She watched her sister’s figure glide across the floor and she watched while the door latched. Then she sat down again in her seat by the bed, her eyes fixed on his face.

Down the hall Georgia walked, barefoot, without sound. She passed “their” bedrooms — her mistress’s and master’s — She remembered what he had told her.

“Surely, I’m free,” she thought. “I could go away. I don’t have to take even their wages.” She heard voices murmuring, and under the door a crack of light showed. The high transom was bright. They were still awake! But she had waked, too, out of dreamless sleep. The house seemed strange now that the master had come home.

“That’s what he is,” she thought, “even though he tells me I’m not to call him that. A house must have a master.”

She had always come and gone into that room, and her mistress had never seemed to care. It was as though she were nobody at all, until now. But now the whole house was different. Her mistress was different, too. Women were always different when men came into the house.

She went noiselessly past the door. Then she reached the attic stairs. “God help me they don’t creak,” she thought.

It was the one thing she and Bettina had asked, that they might sleep in the house instead of out in the quarters. Her mistress had looked at them coldly. They had stood, hand in hand, waiting for her question. But she had not put the question.

“Very well,” she had said in her cool voice. “You may sleep in the attic. But you’ll have to be quiet. I don’t want to hear even your walking around.”

Up in the attic she and Bettina had made a home for themselves. They had found an old rope bottom bed and a discarded bureau. Rags they had made into rugs and they had crocheted covers for the bed and the bureau top. But they had learned to walk as softly as shadows in the top of the great house and to talk in whispers.

She took off her dressing gown and crept into the bed. Still she could not sleep. She lay quivering, aware, feeling, not thinking. There was no use thinking in a life like hers. She was a creature in the sea, tossed here and there by tides she did not understand.

“But wherever you are,” her mother had said, “begin to live right there and look after yourselves. Only thing, I hope you will always be together.”

Her mother had died so long ago she could remember her now only by summoning her consciously to memory. All she saw was a dim dark face, darker than her own or Bettina’s, dark but beautiful, more like Bettina than like her, more Indian than Negro. But her father she remembered well. He was an old white man, always old. They had lived with him in a great house with pillars to hold up the heavy roof of the porch. Once there had been a white mistress in the house but never had there been children. She and Bettina were his only children. He had treated them as his children, too, and had made the slaves treat them so after his white wife died. It had been easy, for there were no visitors. Long before Georgia’s memory visitors had stopped coming. She and Bettina both knew that it had happened when he took their mother into the house. She had not been one of the slaves. She was a stranger whom he had bought in New Orleans and she had kept herself a stranger always. But she had been wise. She had lived in the house but she allowed none of the slaves to wait on her or on the children. She had made herself a housekeeper, and she thanked the slaves carefully when they helped her, and she never gave an order. It was always “please, will you”—and “I’m sorry to ask you”—Behind the extreme courtesy they had lived together, the three of them, separate from everyone, even the father.
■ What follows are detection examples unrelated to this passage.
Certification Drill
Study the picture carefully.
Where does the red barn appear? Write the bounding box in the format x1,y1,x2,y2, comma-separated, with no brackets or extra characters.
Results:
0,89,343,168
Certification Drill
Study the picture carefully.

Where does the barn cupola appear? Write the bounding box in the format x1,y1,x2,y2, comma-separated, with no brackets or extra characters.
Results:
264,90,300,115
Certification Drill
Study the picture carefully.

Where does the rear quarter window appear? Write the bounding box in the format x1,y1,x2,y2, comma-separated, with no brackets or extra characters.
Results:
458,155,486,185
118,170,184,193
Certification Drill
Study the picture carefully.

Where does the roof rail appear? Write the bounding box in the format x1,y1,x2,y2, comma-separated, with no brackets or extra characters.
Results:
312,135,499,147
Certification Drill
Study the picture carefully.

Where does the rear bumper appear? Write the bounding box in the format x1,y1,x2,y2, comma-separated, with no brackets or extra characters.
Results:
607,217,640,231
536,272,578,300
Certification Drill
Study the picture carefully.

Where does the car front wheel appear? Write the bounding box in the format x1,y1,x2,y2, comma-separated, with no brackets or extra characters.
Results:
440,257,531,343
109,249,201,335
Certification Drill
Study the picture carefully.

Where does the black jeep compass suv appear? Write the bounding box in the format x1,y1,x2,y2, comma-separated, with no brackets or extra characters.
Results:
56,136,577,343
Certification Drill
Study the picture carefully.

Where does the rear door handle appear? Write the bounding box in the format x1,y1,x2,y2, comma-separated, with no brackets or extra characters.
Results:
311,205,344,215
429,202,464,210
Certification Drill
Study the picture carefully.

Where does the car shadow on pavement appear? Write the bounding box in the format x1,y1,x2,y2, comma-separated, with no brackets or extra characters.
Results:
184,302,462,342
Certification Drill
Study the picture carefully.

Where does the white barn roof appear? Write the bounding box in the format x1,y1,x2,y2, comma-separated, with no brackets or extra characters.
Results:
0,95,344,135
“He’s your father, but you can’t act like his children,” she had told them, “even if he does treat you right,” she had added.

So she and Bettina had grown up as solitary as orphans, even when the tall thin old Englishman had held them on his knees and kissed their smooth golden cheeks.

After their mother died, when she was eleven and Bettina nine, they had gone on alone together, growing up, slender, silent, obedient always to the old man. “Sir,” they had always called him, neither master nor father. He used to look at them. She remembered and never could she forget how he used to look at them, pitying and frightened, as though something he had done in a moment had surprised even himself.

“I don’t know what’s to become of you two girls,” he used to mutter. He was very old, then, too old to do anything but let them wait on him.

“Don’t worry about us, sir—” she had always said. That, too, was her mother’s teaching … “Don’t ever let men get to thinking you trouble, father or husband. Men don’t like trouble with women.”

She had kept these teachings in her heart and had taught them to Bettina who could not remember the least image of their mother.

After a while the old man had given up even his worry. He grew older and slept more often, and had taken much waiting upon, until the day when he died in a moment and they had found him dead.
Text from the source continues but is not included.